Penerapan pariwisata halal di beberapa daerah di Indonesia cukup berkembang. Lombok, Sumatera Barat, dan Aceh merupakan 3 daerah yang sangat gencar untuk mengembangkan konsep wisata halal.
Di tahun politik ini, isu pariwisata halal kembali mencuat akibat salah satu peserta pemilu ingin mengembangkan konsep pariwisata halal di Bali. Destinasi paling favorit bagi wisatawan mancanegara dengan mayoritas penduduk bergama hindu dan budaya yg menjadi daya tarik utamanya.
Isu penerapan wisata halal di Bali ini bukan yang pertama kalinya. Pada tahun 2015 saat istilah wisata halal belum muncul, Bali direncanakan menjadi salah satu dari 13 daerah yang dinyatakan siap mengembangkan wisata syariah di Indonesia. Namun rencana ini menuai penolakan dari masyarakat Bali.
Pada intinya, wisata syariah dan wisata halal itu dasarnya sama, sama-sama berdasarkan ajaran Islam. Namun masyarakat umum lebih menerima istilah halal dibanding syariah karena terkesan identik dengan syariat dan hukum islam. Maka saat ini istilah wisata halal lah yang digunakan oleh kementrian pariwisata untuk membranding wisata bagi pasar Muslim.
Sebelumnya saya pernah menulis juga tentang pariwisata halal dengan judul "Wisata Halal, Islamisasi Pariwisata atau Komersialisasi Label Halal". Dalam tulisan itu saya sedikit banyak menjelaskan definisi, latar belakang dan konsep wisata halal.
Konsep wisata halal ini sudah diterapkan di beberapa daerah bahkan negara berkembang. Di Indonesia, Lombok merupakan daerah pertama yang ditetapkan sebagai destinasi dengan branding wisata halal oleh Kementrian Pariwisata. Konsep ini pun didukung penuh oleh pemerintah daerah dengan adanya peraturan gubernur dan peraturan daerah tentang Pariwisata Halal.

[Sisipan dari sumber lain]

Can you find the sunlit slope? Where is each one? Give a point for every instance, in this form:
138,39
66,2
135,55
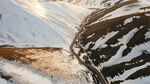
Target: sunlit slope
116,40
42,24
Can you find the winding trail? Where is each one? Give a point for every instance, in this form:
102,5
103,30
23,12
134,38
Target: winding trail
88,20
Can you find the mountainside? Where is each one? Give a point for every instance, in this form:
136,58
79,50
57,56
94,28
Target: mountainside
28,23
116,41
93,3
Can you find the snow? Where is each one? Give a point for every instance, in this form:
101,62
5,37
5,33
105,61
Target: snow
22,74
126,38
147,35
129,72
125,10
3,81
143,80
40,24
93,3
101,41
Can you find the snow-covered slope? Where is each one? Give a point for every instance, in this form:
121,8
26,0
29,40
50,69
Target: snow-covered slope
116,40
93,3
41,24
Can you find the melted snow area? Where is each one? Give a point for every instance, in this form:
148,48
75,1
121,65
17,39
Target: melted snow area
31,23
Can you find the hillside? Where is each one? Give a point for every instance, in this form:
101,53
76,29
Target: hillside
29,23
116,42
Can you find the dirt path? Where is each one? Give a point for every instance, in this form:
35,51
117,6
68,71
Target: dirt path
88,20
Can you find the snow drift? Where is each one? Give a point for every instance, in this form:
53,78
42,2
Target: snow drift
40,24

Peraturan ini menjadi yang pertama di Indonesia dan berkat totalitas pemerintah pusat dan daerah dalam pengembangan wisata halal ini, Lombok pun mendapatkan penghargaan sebagai destinasi wisata halal terbaik dari World Halal Tourism Award pada tahun 2015 dan 2016. Dengan branding wisata halal, bukan berarti Lombok hanya menerima wisatawan muslim.

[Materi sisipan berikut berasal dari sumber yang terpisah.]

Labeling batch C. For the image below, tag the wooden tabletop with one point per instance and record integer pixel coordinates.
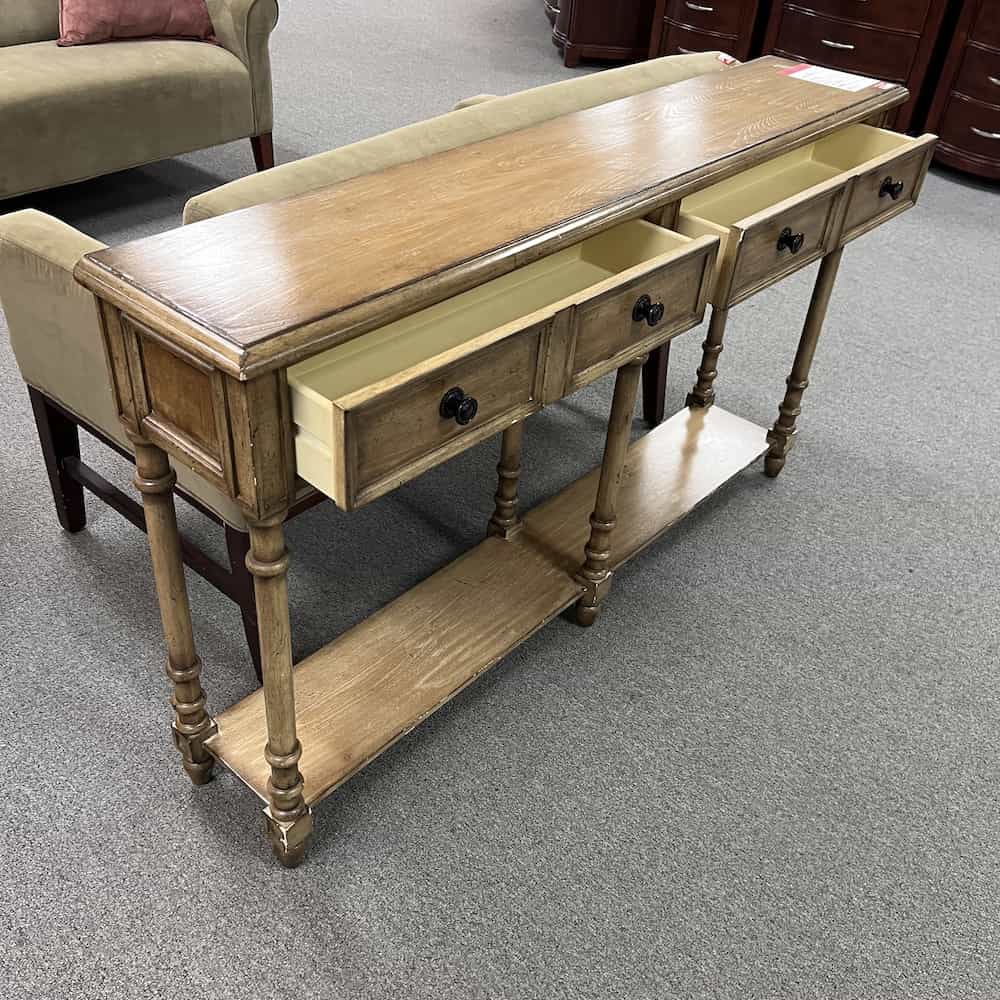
(267, 286)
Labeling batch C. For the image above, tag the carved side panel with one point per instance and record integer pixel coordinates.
(180, 404)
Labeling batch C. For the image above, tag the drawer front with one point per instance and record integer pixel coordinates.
(887, 186)
(758, 253)
(722, 16)
(987, 26)
(850, 47)
(972, 127)
(403, 433)
(902, 15)
(616, 325)
(679, 40)
(979, 76)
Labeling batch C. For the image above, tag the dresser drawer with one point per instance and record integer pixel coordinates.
(882, 54)
(679, 39)
(979, 76)
(972, 127)
(902, 15)
(987, 26)
(722, 16)
(784, 214)
(381, 409)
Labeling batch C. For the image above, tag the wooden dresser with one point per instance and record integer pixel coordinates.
(966, 107)
(681, 26)
(616, 30)
(887, 39)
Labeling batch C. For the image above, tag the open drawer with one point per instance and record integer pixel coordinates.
(379, 410)
(783, 214)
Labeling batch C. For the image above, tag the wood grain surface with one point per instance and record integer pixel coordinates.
(270, 285)
(362, 692)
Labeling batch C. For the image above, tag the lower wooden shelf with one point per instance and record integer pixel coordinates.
(377, 682)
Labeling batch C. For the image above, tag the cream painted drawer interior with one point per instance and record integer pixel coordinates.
(381, 409)
(783, 214)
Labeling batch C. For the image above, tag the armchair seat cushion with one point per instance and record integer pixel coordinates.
(68, 114)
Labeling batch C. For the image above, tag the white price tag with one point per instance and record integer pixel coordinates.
(832, 78)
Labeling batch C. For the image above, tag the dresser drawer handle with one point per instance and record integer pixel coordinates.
(790, 241)
(455, 405)
(648, 310)
(892, 189)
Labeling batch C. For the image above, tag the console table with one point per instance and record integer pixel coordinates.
(353, 340)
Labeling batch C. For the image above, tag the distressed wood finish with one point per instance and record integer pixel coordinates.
(289, 821)
(375, 683)
(192, 724)
(607, 335)
(250, 291)
(781, 435)
(595, 573)
(506, 520)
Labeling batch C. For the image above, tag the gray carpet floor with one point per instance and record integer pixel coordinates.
(769, 771)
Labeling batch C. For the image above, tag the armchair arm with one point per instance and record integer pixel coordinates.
(470, 102)
(244, 28)
(53, 322)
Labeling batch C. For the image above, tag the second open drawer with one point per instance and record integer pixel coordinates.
(379, 410)
(783, 214)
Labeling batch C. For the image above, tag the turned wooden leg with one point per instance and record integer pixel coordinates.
(595, 574)
(703, 394)
(289, 819)
(781, 435)
(238, 545)
(654, 384)
(60, 439)
(192, 723)
(263, 150)
(506, 520)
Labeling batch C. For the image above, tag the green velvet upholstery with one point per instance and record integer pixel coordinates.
(482, 119)
(24, 21)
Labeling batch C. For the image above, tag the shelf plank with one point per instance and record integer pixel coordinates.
(372, 685)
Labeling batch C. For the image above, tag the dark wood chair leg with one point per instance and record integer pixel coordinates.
(60, 439)
(654, 384)
(263, 150)
(238, 545)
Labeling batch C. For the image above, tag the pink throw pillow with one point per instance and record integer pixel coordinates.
(83, 22)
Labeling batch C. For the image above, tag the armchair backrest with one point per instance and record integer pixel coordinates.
(23, 21)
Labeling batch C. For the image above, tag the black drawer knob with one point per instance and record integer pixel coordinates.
(648, 310)
(790, 241)
(891, 188)
(455, 405)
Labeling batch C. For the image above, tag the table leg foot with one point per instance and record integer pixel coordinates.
(595, 573)
(289, 839)
(703, 393)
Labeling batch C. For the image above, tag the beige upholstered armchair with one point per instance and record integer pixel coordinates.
(53, 322)
(68, 114)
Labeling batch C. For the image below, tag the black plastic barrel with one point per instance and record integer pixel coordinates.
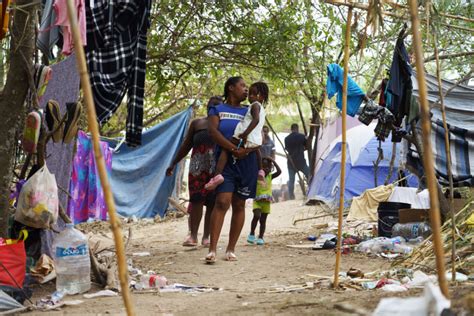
(388, 216)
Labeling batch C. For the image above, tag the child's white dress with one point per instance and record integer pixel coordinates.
(255, 138)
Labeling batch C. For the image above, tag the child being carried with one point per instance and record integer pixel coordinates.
(248, 133)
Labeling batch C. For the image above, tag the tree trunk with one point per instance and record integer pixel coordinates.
(12, 101)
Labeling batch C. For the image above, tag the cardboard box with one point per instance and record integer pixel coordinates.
(412, 215)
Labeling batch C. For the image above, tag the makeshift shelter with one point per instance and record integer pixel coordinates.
(459, 105)
(362, 153)
(138, 178)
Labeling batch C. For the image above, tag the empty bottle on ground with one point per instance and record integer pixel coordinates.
(411, 230)
(72, 261)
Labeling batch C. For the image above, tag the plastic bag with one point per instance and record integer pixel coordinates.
(38, 202)
(13, 259)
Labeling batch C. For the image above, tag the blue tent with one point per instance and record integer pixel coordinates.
(361, 155)
(139, 183)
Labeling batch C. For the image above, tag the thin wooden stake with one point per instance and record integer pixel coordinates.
(428, 153)
(448, 160)
(94, 129)
(343, 152)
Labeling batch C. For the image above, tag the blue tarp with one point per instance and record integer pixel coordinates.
(355, 95)
(138, 178)
(359, 174)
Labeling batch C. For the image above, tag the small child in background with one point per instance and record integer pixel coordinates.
(262, 201)
(248, 133)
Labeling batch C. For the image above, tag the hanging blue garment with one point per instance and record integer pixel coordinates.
(355, 95)
(138, 179)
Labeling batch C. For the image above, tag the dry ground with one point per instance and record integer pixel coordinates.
(246, 283)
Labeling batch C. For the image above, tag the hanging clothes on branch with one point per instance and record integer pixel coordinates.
(4, 18)
(87, 197)
(355, 95)
(385, 118)
(48, 34)
(400, 86)
(116, 54)
(62, 20)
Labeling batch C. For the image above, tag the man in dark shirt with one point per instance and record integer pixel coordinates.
(295, 145)
(268, 146)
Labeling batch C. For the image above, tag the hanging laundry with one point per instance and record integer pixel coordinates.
(87, 197)
(382, 97)
(48, 34)
(400, 86)
(63, 87)
(42, 75)
(116, 55)
(355, 95)
(4, 18)
(385, 118)
(60, 8)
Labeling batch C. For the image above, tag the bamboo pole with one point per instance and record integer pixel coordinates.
(343, 152)
(448, 161)
(428, 154)
(94, 129)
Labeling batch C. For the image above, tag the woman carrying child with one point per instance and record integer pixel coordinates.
(238, 174)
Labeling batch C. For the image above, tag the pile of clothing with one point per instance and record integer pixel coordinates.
(114, 33)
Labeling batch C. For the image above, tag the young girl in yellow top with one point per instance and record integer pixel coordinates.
(262, 201)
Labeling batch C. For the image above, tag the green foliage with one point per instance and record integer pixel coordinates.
(193, 46)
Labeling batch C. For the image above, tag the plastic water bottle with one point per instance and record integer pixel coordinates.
(72, 261)
(411, 230)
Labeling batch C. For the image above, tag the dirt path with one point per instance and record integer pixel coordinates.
(245, 284)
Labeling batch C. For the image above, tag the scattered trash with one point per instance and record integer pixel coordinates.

Wisata yang seperti pada umumnya, namun hotel, restoran, dan jasa wisata lainnya dianjurkan untuk disertifikasi halal. Hal ini guna meyakinkan wisatawan muslim bahwa produk-produk wisata yg dikonsumsi wisatawan di Lombok terjamin halal. Begitu juga dianjurkan untuk menyediakan fasilitas yang dibutuhkan wisatawan Muslim seperti Musholla dan kebutuhan lainnya.
Walaupun seperti itu, tidak sedikit juga wisatawan dari negara-negara barat yang bukan termasuk pasar Muslim mengunjungi daerah ini. Selain Lombok, Kementrian pariwisata juga menetapkan 9 daerah lainnya sebagai destinasi wisata halal yaitu: Aceh, Riau, Kepulauan Riau, Sumatera Barat, DKI Jakarta, Jawa Barat, Jawa Tengah, Jawa Timur, dan Sulawesi Selatan.
Kesepuluh destinasi tersebut diberi pelatihan, dimonitoring, dan dievaluasi, yang ditujukan untuk bersaing dalam Global Muslim Traveler Index. Indonesia pun menempati peringkat kedua negara OKI (Organisasi Kerjasama Islam) dalam Global Muslim Travel Index (GMTI) 2018 yang peringkat pertama adalah Malaysia dan ketiga Uni Emirate Arab.
Negara berkembang lainnya yang juga tertarik untuk menarik wisatawan Muslim adalah Jepang. Negara Sakura ini sadar akan besarnya potensi pasar wisatawan Muslim namun belum sepenuhnya bisa menerapkan konsep halal.
Di Jepang lebih dikenal dengan sebutan Muslim-Friendly yang mana restoran dengan label ini tidak menjual daging babi dan alkohol. Ini bukan halal namun cukup menarik wisatawan Muslim, hal ini juga dikarenakan minimnya pengetahuan para pemangku kebijakan di negara ini terhadap konsep halal dalam Islam.
Ke depannya dipastikan negara ini benar-benar akan menerapkan konsep halal dalam beberapa gaya hidupnya khususnya di sektor pariwisata, apalagi tren pariwisata saat ini terus berkembang dan kepedulian wisatawan muslim terhadap produk halal meningkat.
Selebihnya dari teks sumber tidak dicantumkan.